Abstract

Text analytics has emerged as a cost-effective innovation used to support systematic literature reviews in human health risk assessments. Text analytics approaches allow some studies to be removed from consideration without undergoing manual review. Supervised machine learning relies on a training dataset to build models that go on to automatically classify a larger set of unclassified documents. However, manually reviewing references to create the training dataset can be resource intensive. “Active” machine learning is a potential solution that uses an algorithm to focus on the most informative documents, reducing the number of references that must be manually reviewed. We simulate active machine learning by using a set of approximately 7,000 abstracts from the scientific literature that was previously classified by subject matter experts with regard to relevance to epidemiology. We examine the performance of alternative sampling approaches to sequentially expanding the training dataset, specifically looking at uncertainty-based sampling and probability-based sampling.
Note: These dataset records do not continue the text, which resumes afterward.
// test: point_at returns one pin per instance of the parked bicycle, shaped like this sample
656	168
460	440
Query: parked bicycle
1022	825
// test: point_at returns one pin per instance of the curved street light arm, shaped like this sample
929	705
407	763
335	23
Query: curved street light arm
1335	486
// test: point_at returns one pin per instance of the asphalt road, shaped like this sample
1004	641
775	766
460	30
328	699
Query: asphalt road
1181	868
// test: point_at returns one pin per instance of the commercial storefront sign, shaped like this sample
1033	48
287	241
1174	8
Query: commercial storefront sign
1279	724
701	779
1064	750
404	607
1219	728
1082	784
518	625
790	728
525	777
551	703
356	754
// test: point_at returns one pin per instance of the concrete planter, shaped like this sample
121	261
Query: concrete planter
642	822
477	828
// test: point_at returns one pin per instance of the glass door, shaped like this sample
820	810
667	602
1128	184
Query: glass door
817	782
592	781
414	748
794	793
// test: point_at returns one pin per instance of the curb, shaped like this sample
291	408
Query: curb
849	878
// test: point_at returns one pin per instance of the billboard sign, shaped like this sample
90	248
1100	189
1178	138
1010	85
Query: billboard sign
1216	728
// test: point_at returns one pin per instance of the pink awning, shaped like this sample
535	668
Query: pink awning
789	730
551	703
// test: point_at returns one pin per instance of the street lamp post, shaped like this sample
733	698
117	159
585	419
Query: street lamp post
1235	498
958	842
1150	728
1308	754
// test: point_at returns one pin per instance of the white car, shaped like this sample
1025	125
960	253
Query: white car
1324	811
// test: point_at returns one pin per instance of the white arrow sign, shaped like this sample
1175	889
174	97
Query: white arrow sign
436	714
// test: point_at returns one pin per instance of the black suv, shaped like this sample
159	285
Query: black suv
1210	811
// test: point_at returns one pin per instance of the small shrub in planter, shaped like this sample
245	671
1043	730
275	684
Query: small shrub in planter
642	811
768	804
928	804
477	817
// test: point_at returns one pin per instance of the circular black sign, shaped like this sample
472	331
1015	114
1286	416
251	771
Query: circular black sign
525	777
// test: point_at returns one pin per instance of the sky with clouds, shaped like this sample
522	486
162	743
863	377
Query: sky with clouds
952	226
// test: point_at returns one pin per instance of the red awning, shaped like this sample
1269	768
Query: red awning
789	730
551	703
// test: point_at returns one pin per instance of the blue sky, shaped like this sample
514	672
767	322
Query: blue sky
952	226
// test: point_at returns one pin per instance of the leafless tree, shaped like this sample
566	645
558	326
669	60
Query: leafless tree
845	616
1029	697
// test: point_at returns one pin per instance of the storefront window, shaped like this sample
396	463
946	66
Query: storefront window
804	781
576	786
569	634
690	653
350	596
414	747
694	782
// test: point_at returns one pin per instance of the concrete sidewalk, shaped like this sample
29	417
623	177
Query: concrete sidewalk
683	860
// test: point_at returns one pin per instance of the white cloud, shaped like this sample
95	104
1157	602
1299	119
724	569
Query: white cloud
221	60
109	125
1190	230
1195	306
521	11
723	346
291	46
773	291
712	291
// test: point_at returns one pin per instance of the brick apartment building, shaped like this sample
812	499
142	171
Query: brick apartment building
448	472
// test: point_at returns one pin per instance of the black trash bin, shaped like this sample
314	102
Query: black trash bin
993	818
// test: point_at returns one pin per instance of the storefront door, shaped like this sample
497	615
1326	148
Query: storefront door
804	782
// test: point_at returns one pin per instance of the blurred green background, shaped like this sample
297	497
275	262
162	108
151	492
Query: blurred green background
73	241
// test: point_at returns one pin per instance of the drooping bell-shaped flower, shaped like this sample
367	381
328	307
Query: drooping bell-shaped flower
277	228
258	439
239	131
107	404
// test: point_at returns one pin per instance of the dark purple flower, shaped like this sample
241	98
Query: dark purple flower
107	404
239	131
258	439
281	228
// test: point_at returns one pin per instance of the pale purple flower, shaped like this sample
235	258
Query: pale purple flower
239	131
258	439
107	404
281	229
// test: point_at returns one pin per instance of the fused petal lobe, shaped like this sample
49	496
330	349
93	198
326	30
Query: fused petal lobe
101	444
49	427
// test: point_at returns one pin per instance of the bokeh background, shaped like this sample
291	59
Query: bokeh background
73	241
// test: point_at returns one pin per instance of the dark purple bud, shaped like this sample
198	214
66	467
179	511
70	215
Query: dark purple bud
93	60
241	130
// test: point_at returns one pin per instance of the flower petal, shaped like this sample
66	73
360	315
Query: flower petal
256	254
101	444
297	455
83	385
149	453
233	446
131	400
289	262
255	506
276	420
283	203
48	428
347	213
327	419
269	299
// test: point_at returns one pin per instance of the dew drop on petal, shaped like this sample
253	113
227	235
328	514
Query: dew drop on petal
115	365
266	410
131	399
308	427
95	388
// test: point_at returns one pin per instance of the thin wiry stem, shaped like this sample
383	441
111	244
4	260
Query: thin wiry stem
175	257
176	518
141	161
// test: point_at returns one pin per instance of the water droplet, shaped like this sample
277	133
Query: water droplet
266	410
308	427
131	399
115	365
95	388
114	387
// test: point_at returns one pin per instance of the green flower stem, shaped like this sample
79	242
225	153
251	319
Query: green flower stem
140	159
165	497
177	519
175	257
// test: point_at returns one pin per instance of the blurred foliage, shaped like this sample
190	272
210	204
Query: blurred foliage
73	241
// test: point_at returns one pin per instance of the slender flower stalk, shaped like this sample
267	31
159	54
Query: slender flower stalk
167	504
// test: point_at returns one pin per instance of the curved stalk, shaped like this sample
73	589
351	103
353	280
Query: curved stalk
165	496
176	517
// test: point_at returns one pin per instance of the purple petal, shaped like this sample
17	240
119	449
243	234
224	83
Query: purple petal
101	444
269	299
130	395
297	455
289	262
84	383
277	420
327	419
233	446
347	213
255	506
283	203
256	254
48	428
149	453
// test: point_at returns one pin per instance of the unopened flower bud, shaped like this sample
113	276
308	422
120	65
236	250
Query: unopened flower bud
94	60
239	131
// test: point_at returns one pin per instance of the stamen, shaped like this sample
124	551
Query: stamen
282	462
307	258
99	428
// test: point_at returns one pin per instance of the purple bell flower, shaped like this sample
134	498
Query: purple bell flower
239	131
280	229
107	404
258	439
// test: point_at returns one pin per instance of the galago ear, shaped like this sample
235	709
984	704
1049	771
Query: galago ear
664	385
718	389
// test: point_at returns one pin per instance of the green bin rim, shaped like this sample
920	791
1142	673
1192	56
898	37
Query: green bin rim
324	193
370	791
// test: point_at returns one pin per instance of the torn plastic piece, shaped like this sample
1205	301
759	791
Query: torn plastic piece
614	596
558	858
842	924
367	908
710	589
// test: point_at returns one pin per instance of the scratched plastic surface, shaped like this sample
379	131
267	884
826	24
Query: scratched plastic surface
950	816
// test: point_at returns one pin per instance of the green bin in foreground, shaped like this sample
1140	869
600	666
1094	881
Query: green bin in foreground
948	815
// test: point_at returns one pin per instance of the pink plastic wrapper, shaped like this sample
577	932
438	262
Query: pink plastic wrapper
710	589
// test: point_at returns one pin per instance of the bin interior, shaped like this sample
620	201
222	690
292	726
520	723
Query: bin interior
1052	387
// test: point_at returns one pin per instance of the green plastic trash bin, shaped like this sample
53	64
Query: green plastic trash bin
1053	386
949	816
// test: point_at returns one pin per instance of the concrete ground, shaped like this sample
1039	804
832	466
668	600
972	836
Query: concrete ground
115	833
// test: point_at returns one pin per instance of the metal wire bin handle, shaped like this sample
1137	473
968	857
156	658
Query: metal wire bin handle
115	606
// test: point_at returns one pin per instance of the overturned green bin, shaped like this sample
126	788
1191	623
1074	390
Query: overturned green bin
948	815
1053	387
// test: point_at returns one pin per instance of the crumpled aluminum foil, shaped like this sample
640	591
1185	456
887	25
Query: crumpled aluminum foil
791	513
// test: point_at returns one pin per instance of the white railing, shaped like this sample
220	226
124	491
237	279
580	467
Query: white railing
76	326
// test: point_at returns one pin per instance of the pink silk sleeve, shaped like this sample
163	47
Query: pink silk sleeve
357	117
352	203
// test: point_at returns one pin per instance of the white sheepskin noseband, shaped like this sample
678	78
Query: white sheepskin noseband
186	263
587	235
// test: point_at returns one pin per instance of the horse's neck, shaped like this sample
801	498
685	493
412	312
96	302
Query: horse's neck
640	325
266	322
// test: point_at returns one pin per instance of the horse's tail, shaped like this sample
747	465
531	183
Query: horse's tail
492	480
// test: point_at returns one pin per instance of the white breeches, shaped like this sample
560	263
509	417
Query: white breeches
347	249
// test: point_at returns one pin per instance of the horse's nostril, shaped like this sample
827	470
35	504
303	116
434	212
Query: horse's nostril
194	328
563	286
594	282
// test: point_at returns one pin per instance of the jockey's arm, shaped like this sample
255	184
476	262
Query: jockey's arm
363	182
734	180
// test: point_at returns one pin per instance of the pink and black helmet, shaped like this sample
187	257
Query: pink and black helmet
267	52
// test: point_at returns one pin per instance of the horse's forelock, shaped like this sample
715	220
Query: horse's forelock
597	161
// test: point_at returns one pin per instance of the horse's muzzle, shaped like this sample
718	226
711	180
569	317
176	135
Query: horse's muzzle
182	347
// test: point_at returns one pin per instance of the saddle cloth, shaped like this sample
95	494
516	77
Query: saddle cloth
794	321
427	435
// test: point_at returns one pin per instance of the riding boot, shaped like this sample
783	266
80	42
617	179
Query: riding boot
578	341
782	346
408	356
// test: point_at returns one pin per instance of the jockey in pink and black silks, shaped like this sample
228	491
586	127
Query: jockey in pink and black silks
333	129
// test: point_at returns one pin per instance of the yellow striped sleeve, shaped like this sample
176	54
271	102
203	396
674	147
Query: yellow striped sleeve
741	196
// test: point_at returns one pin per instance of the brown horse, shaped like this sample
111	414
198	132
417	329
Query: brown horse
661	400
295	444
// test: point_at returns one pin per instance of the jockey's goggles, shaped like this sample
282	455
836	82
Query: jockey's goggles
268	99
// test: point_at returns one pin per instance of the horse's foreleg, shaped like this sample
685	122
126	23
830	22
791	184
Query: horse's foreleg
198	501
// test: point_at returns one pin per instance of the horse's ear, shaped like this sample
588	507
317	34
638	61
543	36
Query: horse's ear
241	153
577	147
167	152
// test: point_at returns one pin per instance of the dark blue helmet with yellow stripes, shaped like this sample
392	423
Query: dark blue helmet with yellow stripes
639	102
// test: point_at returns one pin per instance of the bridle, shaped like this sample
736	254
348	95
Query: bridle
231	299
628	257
We discover that while such active learning methods can potentially reduce training dataset size compared to random sampling, active machine learning-based predictions of model performance potentially suffer from bias that negates its potential benefits. We discuss approaches and the extent to which the bias resulting from skewed sampling can be compensated. We compare the results from active machine learning to those based on a semi-supervised machine learning method called supervised clustering and show how the latter, with only a small training dataset, can outperform the former in terms of (i) accuracy of model predictions and (ii) the fraction of documents eliminated from review. Finally, we propose a useful role for active learning in contexts where accuracy metrics are not critical and/or where it is necessary to rapidly retrieve a subset of relevant literature.